Les schémas se reproduisent et les mêmes issues se répéteront également dans quelques années, c’est évident. Le Tour a pensé qu’en enlevant un coureur par équipe, cela allait niveler la course. Il n’en est rien ! Vingt ans plus tard, vous avez la même équipe au-dessus du lot. L’équipe Sky veut nous faire croire qu’elle est pointilleuse sur tout. Ça me rappelle la diététique des Italiens avant qu’ils ne tombent. Ils ne savent plus quoi inventer. Quand vous voyez que Froome est bardé de certificats médicaux pour rouler, il y a un problème.
Quels souvenirs gardez-vous de cette époque Festina, vingt ans plus tard ?

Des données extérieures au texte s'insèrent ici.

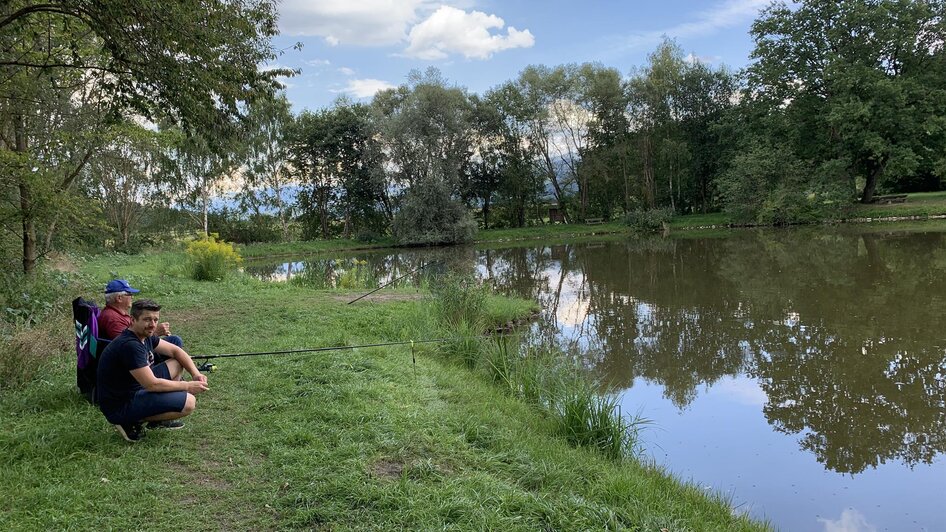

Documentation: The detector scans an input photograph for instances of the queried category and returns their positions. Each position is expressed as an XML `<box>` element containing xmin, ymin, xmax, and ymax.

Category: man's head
<box><xmin>128</xmin><ymin>299</ymin><xmax>161</xmax><ymax>338</ymax></box>
<box><xmin>105</xmin><ymin>279</ymin><xmax>141</xmax><ymax>312</ymax></box>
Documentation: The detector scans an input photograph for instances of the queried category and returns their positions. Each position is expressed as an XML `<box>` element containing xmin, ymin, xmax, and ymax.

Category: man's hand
<box><xmin>187</xmin><ymin>377</ymin><xmax>210</xmax><ymax>395</ymax></box>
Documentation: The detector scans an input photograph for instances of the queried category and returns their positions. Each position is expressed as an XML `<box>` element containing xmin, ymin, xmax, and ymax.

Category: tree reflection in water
<box><xmin>480</xmin><ymin>228</ymin><xmax>946</xmax><ymax>473</ymax></box>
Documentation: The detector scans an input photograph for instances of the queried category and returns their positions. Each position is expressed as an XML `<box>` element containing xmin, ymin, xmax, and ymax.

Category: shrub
<box><xmin>394</xmin><ymin>181</ymin><xmax>476</xmax><ymax>245</ymax></box>
<box><xmin>0</xmin><ymin>267</ymin><xmax>75</xmax><ymax>324</ymax></box>
<box><xmin>624</xmin><ymin>207</ymin><xmax>673</xmax><ymax>233</ymax></box>
<box><xmin>187</xmin><ymin>234</ymin><xmax>243</xmax><ymax>281</ymax></box>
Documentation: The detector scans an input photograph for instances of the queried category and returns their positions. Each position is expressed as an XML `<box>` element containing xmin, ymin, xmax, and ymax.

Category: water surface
<box><xmin>248</xmin><ymin>226</ymin><xmax>946</xmax><ymax>531</ymax></box>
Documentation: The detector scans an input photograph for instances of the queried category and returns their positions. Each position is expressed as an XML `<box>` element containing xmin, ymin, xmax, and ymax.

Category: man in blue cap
<box><xmin>95</xmin><ymin>299</ymin><xmax>208</xmax><ymax>442</ymax></box>
<box><xmin>99</xmin><ymin>279</ymin><xmax>184</xmax><ymax>347</ymax></box>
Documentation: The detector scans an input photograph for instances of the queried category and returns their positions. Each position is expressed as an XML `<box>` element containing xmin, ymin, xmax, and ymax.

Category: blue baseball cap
<box><xmin>105</xmin><ymin>279</ymin><xmax>141</xmax><ymax>294</ymax></box>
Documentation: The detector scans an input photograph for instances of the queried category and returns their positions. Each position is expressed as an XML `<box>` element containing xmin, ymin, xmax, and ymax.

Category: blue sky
<box><xmin>273</xmin><ymin>0</ymin><xmax>769</xmax><ymax>112</ymax></box>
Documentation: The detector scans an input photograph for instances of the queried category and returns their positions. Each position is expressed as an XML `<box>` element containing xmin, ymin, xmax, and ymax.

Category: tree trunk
<box><xmin>13</xmin><ymin>115</ymin><xmax>36</xmax><ymax>275</ymax></box>
<box><xmin>544</xmin><ymin>152</ymin><xmax>572</xmax><ymax>224</ymax></box>
<box><xmin>200</xmin><ymin>186</ymin><xmax>210</xmax><ymax>236</ymax></box>
<box><xmin>639</xmin><ymin>135</ymin><xmax>657</xmax><ymax>209</ymax></box>
<box><xmin>861</xmin><ymin>161</ymin><xmax>886</xmax><ymax>203</ymax></box>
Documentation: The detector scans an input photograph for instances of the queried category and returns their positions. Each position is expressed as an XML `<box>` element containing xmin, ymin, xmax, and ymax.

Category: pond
<box><xmin>247</xmin><ymin>225</ymin><xmax>946</xmax><ymax>531</ymax></box>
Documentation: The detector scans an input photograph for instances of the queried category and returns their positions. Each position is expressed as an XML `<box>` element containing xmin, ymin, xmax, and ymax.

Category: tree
<box><xmin>749</xmin><ymin>0</ymin><xmax>946</xmax><ymax>203</ymax></box>
<box><xmin>372</xmin><ymin>69</ymin><xmax>476</xmax><ymax>244</ymax></box>
<box><xmin>88</xmin><ymin>121</ymin><xmax>166</xmax><ymax>249</ymax></box>
<box><xmin>628</xmin><ymin>40</ymin><xmax>736</xmax><ymax>212</ymax></box>
<box><xmin>0</xmin><ymin>0</ymin><xmax>287</xmax><ymax>273</ymax></box>
<box><xmin>290</xmin><ymin>100</ymin><xmax>393</xmax><ymax>238</ymax></box>
<box><xmin>165</xmin><ymin>128</ymin><xmax>247</xmax><ymax>235</ymax></box>
<box><xmin>241</xmin><ymin>93</ymin><xmax>294</xmax><ymax>239</ymax></box>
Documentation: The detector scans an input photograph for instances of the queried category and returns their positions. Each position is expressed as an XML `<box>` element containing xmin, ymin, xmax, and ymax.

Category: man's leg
<box><xmin>144</xmin><ymin>394</ymin><xmax>197</xmax><ymax>421</ymax></box>
<box><xmin>151</xmin><ymin>358</ymin><xmax>184</xmax><ymax>381</ymax></box>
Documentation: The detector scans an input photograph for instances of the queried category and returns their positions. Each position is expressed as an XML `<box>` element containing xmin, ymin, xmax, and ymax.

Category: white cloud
<box><xmin>279</xmin><ymin>0</ymin><xmax>427</xmax><ymax>46</ymax></box>
<box><xmin>404</xmin><ymin>6</ymin><xmax>535</xmax><ymax>60</ymax></box>
<box><xmin>623</xmin><ymin>0</ymin><xmax>770</xmax><ymax>48</ymax></box>
<box><xmin>683</xmin><ymin>53</ymin><xmax>721</xmax><ymax>65</ymax></box>
<box><xmin>818</xmin><ymin>508</ymin><xmax>877</xmax><ymax>532</ymax></box>
<box><xmin>339</xmin><ymin>79</ymin><xmax>394</xmax><ymax>98</ymax></box>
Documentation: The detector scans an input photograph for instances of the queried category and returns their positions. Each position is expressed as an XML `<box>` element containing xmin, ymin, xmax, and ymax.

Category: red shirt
<box><xmin>99</xmin><ymin>305</ymin><xmax>131</xmax><ymax>340</ymax></box>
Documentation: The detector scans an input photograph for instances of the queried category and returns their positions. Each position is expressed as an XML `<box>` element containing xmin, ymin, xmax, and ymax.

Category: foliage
<box><xmin>747</xmin><ymin>0</ymin><xmax>946</xmax><ymax>203</ymax></box>
<box><xmin>208</xmin><ymin>208</ymin><xmax>282</xmax><ymax>244</ymax></box>
<box><xmin>432</xmin><ymin>275</ymin><xmax>489</xmax><ymax>335</ymax></box>
<box><xmin>720</xmin><ymin>139</ymin><xmax>852</xmax><ymax>225</ymax></box>
<box><xmin>624</xmin><ymin>207</ymin><xmax>673</xmax><ymax>233</ymax></box>
<box><xmin>289</xmin><ymin>100</ymin><xmax>392</xmax><ymax>239</ymax></box>
<box><xmin>186</xmin><ymin>235</ymin><xmax>243</xmax><ymax>281</ymax></box>
<box><xmin>0</xmin><ymin>0</ymin><xmax>286</xmax><ymax>273</ymax></box>
<box><xmin>394</xmin><ymin>180</ymin><xmax>476</xmax><ymax>245</ymax></box>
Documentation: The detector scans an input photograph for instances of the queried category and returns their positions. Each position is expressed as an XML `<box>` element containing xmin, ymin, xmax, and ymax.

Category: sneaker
<box><xmin>148</xmin><ymin>419</ymin><xmax>184</xmax><ymax>430</ymax></box>
<box><xmin>115</xmin><ymin>423</ymin><xmax>145</xmax><ymax>443</ymax></box>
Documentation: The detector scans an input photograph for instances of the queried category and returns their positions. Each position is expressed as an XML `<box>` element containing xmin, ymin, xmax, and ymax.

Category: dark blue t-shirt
<box><xmin>96</xmin><ymin>329</ymin><xmax>161</xmax><ymax>413</ymax></box>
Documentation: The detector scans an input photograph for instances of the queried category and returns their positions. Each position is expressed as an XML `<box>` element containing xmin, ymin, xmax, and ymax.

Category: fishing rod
<box><xmin>191</xmin><ymin>332</ymin><xmax>505</xmax><ymax>371</ymax></box>
<box><xmin>348</xmin><ymin>260</ymin><xmax>441</xmax><ymax>305</ymax></box>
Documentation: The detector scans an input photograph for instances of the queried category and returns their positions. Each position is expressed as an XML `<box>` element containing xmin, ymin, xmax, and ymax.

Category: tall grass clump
<box><xmin>549</xmin><ymin>374</ymin><xmax>641</xmax><ymax>459</ymax></box>
<box><xmin>187</xmin><ymin>234</ymin><xmax>243</xmax><ymax>281</ymax></box>
<box><xmin>0</xmin><ymin>320</ymin><xmax>70</xmax><ymax>391</ymax></box>
<box><xmin>432</xmin><ymin>275</ymin><xmax>488</xmax><ymax>334</ymax></box>
<box><xmin>432</xmin><ymin>275</ymin><xmax>488</xmax><ymax>368</ymax></box>
<box><xmin>482</xmin><ymin>338</ymin><xmax>646</xmax><ymax>459</ymax></box>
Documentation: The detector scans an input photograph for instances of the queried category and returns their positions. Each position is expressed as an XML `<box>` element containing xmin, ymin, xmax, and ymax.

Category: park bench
<box><xmin>871</xmin><ymin>194</ymin><xmax>907</xmax><ymax>205</ymax></box>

D’une époque où c’était " open bar ". Aujourd’hui, il y a des progrès, des contrôles inopinés. Cela réduit la marge de manœuvre pour ceux qui veulent tricher. Mais il y a toujours des gens qui jouent et qui prennent des choses dissimulées…
Pour une large partie du public, le cyclisme souffre d’un manque de crédibilité…
Si j’en crois le nombre de spectateurs sur le bord des routes, c’est exact. Je crois que les gens en ont marre. Il n’y a plus rien d’intéressant, à part voir défiler les paysages. La course est pliée d’avance.
Cautionnez-vous les agressions à l’encontre de l’équipe Sky, et de Froome en particulier, dans les Alpes ?
Aucunement. Autant je le déteste, autant je trouve inadmissible de l’attendre pour lui mettre un coup-de-poing. Moi, à l’époque, je n’aurais pas aimé. Maintenant, que les instances fassent leur travail pour que cela ne se reproduise pas. Les agressions sont le signe d’un ras-le-bol. Le cyclisme ne sera pas réhabilité par l’opération du Saint-Esprit. Mais je me demande bien comment il peut redevenir crédible…
Cela ne passe-t-il pas par des décisions dès les catégories de jeunes, à un âge où le dopage commence ?
Si, mais en France, on manque d’éducateurs, on manque d’éducation, on n’est pas assez prévenus lorsque la carrière débute. Il n’y a pas assez de mises en garde. Pour autant, je ne crois pas les propos de ceux qui disent qu’il faut absolument prendre quelque chose à 16, 18 ou 20 ans pour " performer ". Il y a de quoi prouver sa valeur dans le peloton sans rien prendre, mais en ciblant ses objectifs. On est d’accord, cela restera toujours un fléau. Mais le jeune qui est bon naturellement, il peut faire face à tout le monde et passer pro sans toucher à rien. Aujourd’hui, il est possible de faire carrière sainement, mais pas de gagner le Tour sainement.
Quel regard portez-vous sur Julian Alaphilippe, le coureur français en vogue actuellement ?
Il a du punch, il est beau à voir courir, mais la progression est fulgurante. Je dis attention, danger. C’est un brave gars à qui on a envie de faire confiance. Antoine Vayer (un spécialiste de la performance, qui avait pointé les performances " surhumaines " de Froome), qui fut mon entraîneur à l’époque chez Festina, a déjà dit qu’Alaphilippe était limite, limite. Mais qu’en résultats de montée sèche, il était encore bon. J’ai envie d’y croire.
Que vous faudrait-il pour que vous repreniez du plaisir à regarder le Tour ?
Bonne question ! Il faudrait qu’on lève le secret médical et que l’on diffuse le bilan sanguin de chaque coureur. Mais sincèrement, je n’y crois pas trop.
Le Tour serait-il encore un spectacle sportivement ?
Oui, car il y aurait des défaillances. J’ai déjà noté un signe positif : les sprinteurs ont tous sauté dans les Alpes ! C’est bien un indicateur comme quoi il y a de l’amélioration dans la lutte antidopage. Là où tout le monde en a marre, c’est quand on voit les mecs devant se foutre de la gueule du monde. Ce sont eux qui font du mal au vélo.
(1) : Face aux soupçons qui pèsent sur Froome, ASO (Amaury Sport Organisation), société organisatrice du Tour de France, avait décidé d’exclure le Britannique avant de devoir le réintégrer.